Las vacunas reducen la enfermedad grave y la circulación comunitaria
Las vacunas disponibles contra infecciones como rotavirus, gripe, sarampión, varicela o tosferina no actúan todas de la misma manera, pero comparten el objetivo de reducir la enfermedad y sus complicaciones. Mantener las pautas actualizadas protege al niño vacunado y contribuye a limitar la circulación de los microorganismos.
Las coberturas altas son especialmente relevantes para proteger a bebés que todavía no han recibido todas sus dosis y a menores que no pueden vacunarse por determinadas condiciones médicas. El análisis de la respuesta sanitaria frente al aumento del sarampión muestra cómo las brechas de inmunización pueden facilitar nuevos brotes de enfermedades muy contagiosas.
La vigilancia genética también permite comprobar si los virus cambian de una forma que pueda afectar la protección disponible. En el estudio madrileño, las variantes de rotavirus examinadas no habían acumulado mutaciones suficientes para escapar de la respuesta proporcionada por las vacunas.

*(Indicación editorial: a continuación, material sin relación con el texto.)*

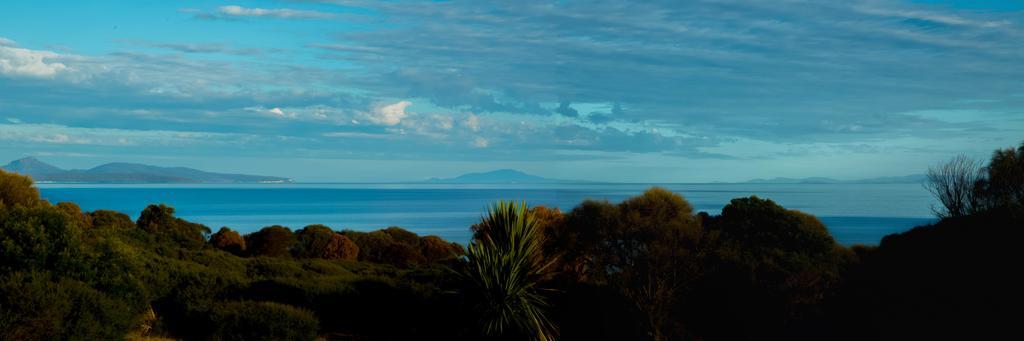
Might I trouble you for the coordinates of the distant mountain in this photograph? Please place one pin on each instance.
(913, 178)
(498, 176)
(130, 173)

Lavado de manos, ventilación y permanencia en casa
Las medidas más eficaces para disminuir los contagios escolares son sencillas: lavarse las manos después de ir al baño o cambiar pañales y antes de comer, limpiar las superficies de uso frecuente y mantener ventilados los espacios cerrados.
Los niños con diarrea, vómitos o fiebre no deben acudir al centro educativo mientras atraviesan la fase de mayor transmisión. Esta decisión reduce la exposición de sus compañeros y permite que el menor descanse y reciba los cuidados necesarios.
El estudio del Instituto de Salud Carlos III constató que las medidas preventivas aplicadas durante la pandemia redujeron notablemente las gastroenteritis transmitidas entre personas. El descenso fue menor en las infecciones adquiridas habitualmente desde animales, una diferencia que respalda el efecto específico de la higiene y la reducción del contacto sobre el contagio interpersonal.
Los antibióticos no curan las infecciones causadas por virus y no deben administrarse sin indicación médica. La identificación del agente, la edad del niño, la gravedad de los síntomas y el riesgo de deshidratación o dificultad respiratoria orientan la necesidad de evaluación y tratamiento.